Der Landtag wolle beschließen:
§ 1 des Gesetzes zur Aussetzung und Erweiterung kommunalrechtlicher Vorschriften vom 12. Dezember 2002 (Amtsbl. 2003 S. 2), zuletzt geändert durch Gesetz vom 10. Dezember 2008 (Amtsbl. S. 2064), wird wie folgt geändert:
Es wird folgender Satz 5 eingefügt:
„Von den bereinigten Ausgaben des Verwaltungshaushalts nach Satz 1 bis 3 des Haushaltsjahres 2009 werden weiterhin Ausgaben abgesetzt, die zur Durchführung von Maßnahmen veranschlagt sind, die aus dem Konjunktur- und Investitionsprogramm Saar gefördert werden.“
2. Die bisherigen Sätze 5 und 6 werden Sätze 6 und 7.

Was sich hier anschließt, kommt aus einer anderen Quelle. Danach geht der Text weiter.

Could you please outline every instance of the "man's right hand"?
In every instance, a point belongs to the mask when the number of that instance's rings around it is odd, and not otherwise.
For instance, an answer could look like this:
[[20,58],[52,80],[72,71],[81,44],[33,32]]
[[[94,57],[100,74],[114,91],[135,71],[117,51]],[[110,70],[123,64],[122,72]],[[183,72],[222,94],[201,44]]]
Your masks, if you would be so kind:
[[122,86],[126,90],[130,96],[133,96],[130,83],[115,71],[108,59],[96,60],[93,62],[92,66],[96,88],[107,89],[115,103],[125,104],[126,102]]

3. In Satz 6 werden die Worte „Sätze 1 bis 4“ durch die Worte „Sätze 1 bis 5“ ersetzt.
B e g r ü n d u n g :
Die saarländische Landesregierung hat unter Einbeziehung der vom Bund im Rahmen des Konjunkturpaketes II bereitgestellten Mittel ein umfangreiches Konjunktur- und Investitionsprogramm Saar beschlossen. Ziel dieses Konjunkturprogramms Saar ist es, angesichts der aktuellen Wirtschafts- und Finanzkrise konjunkturelle Impulse zu setzen und damit Arbeitsplätze im Saarland zu erhalten.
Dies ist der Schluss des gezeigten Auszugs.